Study Finds Optimal Physical Activity Levels for Recovery in Children and Teens Post-Concussion


Ottawa, Ontario — Monday February 26, 2024

After a concussion, returning to physical activity and getting back to school sooner is the best approach for a faster recovery, but exactly how much physical activity is optimal for children and youth? 

Findings from a recent CHEO Research Institute study published in JAMA Network Open indicate that that doing 4 hours 20 minutes of moderate-to-vigorous physical activity (MVPA)over the course of the first week post-injury, and 9 hours 25 minutes of total MVPA over the course of the first two weeks post-injury, is associated with lower symptom burden at one week and two weeks post-injury.   

“Our research has consistently demonstrated that engaging in physical activity after a concussion contributes to the overall well-being of children and youth during their recovery process and reduce the chance of having longer terms symptoms after a concussion.” says Dr. Andrée-Anne Ledoux, Senior Scientist at CHEO. “However, this study indicates that too little or too much physical activity can increase symptom burden in the first week – so establishing these optimal amounts of MVPA is important to facilitate a safe and effective return to physical activity while minimizing the risk of exacerbating symptoms. 

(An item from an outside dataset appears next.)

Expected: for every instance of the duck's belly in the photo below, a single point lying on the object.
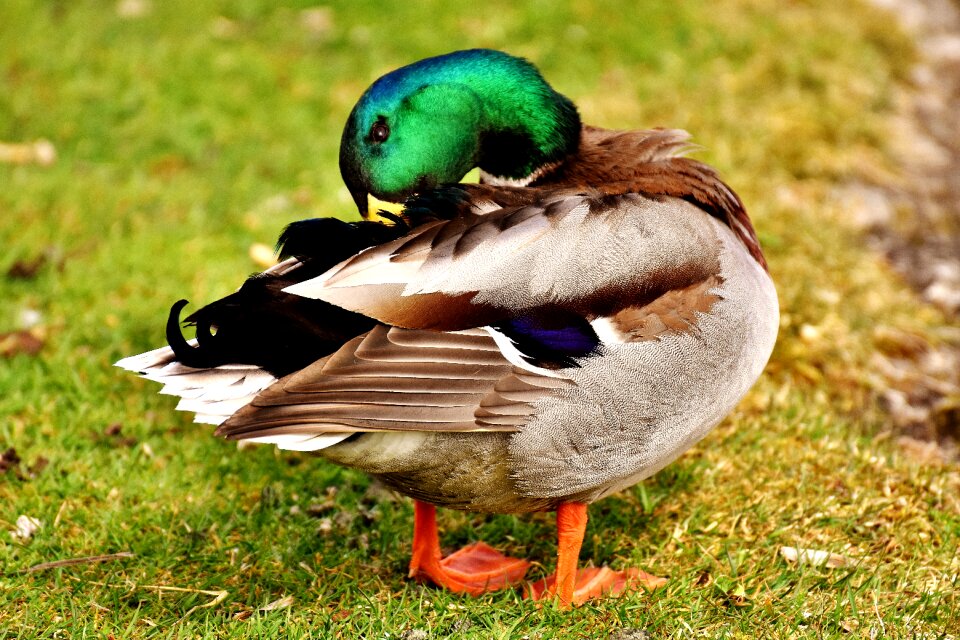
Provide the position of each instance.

This multicenter cohort study led by Drs. Ledoux and Roger Zemek analyzed data from a randomized clinical trial that was conducted at three Canadian pediatric emergency departments, including CHEO, with children and youth ages 10 to 18 with an acute concussion of less than 48 hours. 

The study discovered that too little or too much physical activity is associated with increased symptoms. Results showed that exceeding 6 hours 15 minutes of MVPA during the first week may have a negative impact on recovery. 

At two weeks post-concussion, a higher MVPA volume was associated with 48% reduced odds of persisting symptoms after concussion than lower MVPA volume. 

Globally, 50 to 60 million people are estimated to have a traumatic brain injury each year, with 75% to 90% of hospital cases being traumatic brain injuries or concussions. Approximately 30% to 35% of concussion cases will have persisting symptoms after concussion.